Now that we have found the cause, we need to determine how best to go about fixing it. Obviously, GCC should fix their stupid code, and be cross-platform instead of stuck in their own little world, so munge needs to #ifndef _WIN32 the colon handling, since colons are a part of paths there. Right?
Well, no. Presumably (Chesterton's fence) there is a reason colons are escaped. Hence, build tools, like Ninja, would still need to handle escaped colons on other platforms, where colons can still appear in paths, they are just a regular character in a filename. If they have to deal with this everywhere, that just makes code more uniform. This is a general rule of thumb when it comes to cross-platform software: The less special-casing, the better. So, the onus is on Ninja to fix their dependency parser.
At this point, I realised something: Ninja had normalised the paths, replacing backslashes (which are Windows' directory separators) with forward slashes (which everything else uses, and Windows also supports), which had confused me into thinking the drive letter had been split into two directories. Hence all my previous Google searches had been about this, not escaped colons. Searching instead for "gcc escapes colon" yielded a pull request for Ninja, which was merged in May, shortly after the release of GCC 10.
Turns out I last built Ninja on the 16th of August, three months after the patch had been merged, but I build it from the release branch, not the master branch. It was only merged into the release branch on the 18th of August, with the 1.10.1 update. Two bloody days after I built it.
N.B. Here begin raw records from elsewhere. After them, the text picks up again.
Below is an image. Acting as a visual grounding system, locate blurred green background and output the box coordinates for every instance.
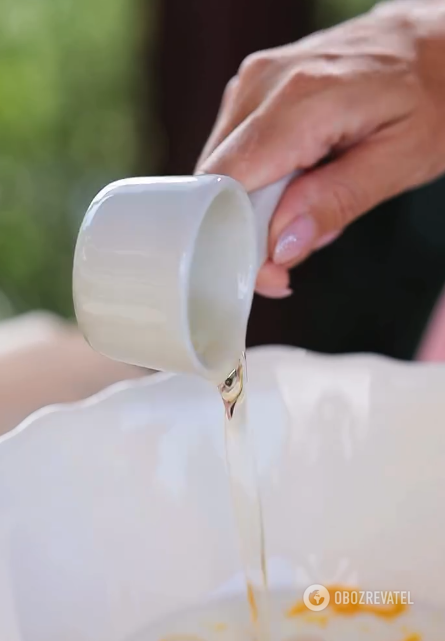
[0,0,139,320]
[0,0,374,322]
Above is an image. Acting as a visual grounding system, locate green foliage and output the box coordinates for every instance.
[0,0,137,318]
[316,0,378,27]
[0,0,382,320]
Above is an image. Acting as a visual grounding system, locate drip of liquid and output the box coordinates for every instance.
[218,353,270,641]
[127,359,445,641]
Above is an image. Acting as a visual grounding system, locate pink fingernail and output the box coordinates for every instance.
[273,215,317,265]
[256,287,293,299]
[315,230,341,250]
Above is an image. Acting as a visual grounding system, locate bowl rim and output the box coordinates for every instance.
[1,344,444,449]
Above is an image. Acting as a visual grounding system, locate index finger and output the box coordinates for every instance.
[197,71,412,192]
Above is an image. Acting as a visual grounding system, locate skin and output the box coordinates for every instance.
[0,315,143,435]
[418,288,445,360]
[196,0,445,297]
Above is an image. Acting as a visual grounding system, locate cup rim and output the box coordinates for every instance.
[181,175,257,381]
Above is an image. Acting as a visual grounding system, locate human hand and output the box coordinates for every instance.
[197,0,445,297]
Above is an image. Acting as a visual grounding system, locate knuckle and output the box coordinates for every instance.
[222,75,239,105]
[277,65,332,100]
[330,180,363,226]
[286,67,317,89]
[238,51,272,81]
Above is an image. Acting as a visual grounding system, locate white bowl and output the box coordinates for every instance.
[0,347,444,640]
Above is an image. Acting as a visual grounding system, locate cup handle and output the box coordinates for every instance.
[249,171,300,269]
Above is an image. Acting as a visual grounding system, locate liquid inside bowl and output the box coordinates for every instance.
[127,590,445,641]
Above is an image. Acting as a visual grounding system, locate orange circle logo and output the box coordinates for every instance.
[303,584,330,612]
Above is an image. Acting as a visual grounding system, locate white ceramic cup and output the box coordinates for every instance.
[73,173,294,381]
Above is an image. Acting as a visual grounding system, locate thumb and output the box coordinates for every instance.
[270,126,417,267]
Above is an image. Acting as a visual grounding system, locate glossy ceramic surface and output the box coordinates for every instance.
[0,346,444,640]
[73,174,293,381]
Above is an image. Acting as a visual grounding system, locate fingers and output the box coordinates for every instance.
[197,89,332,191]
[270,119,417,268]
[196,43,421,290]
[196,77,241,169]
[315,230,342,249]
[196,52,287,170]
[197,72,413,193]
[255,261,292,299]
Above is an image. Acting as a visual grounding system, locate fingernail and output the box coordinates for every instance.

So I simply built Ninja again.
Epilogue

After such a trip, it is worth looking back and seeing how things could have been made easier. Ultimately all the pain came from a mistaken assumption: The drive letter was split into two directories, while in reality a colon had been escaped. This could have been caught fairly early when I inspected the output of -MD, where the paths clearly have backslashes, not forward slashes. If I had realised this earlier, I would have found the pull request much sooner, and wouldn't have had to go down a long, wrong, rabbit hole.
At this point the author, that being me, should blame themselves and conclude that, next time, they should not jump to conclusions so quickly. Next time, they should check their assumptions at every step. That is how such a blog post is supposed to end, but ultimately, I don't think so in this case. It is worth remembering that we make our assumptions for a reason: They are often correct. It is easy to conclude "don't make as many assumptions" when confronted with a case like this, and not take into account all the cases where those same assumptions saved you a lot of time, and "don't make mistaken assumptions" is trivial, and completely useless.
Instead, I think it is important to remember that our assumptions can be wrong, and, when presented with evidence that they are, we should reconsider them, which is exactly what I did. I wrote this down, in part because I think the story is funny, and I hope you had a laugh (especially if you already knew what the problem was) at my expense, in part because it details how you might start to tackle solving a bug like this, which is rooted in large foreign codebases, but I especially wrote this because it has an important moral: Sometimes, no one is at fault (including you), and you just get unlucky.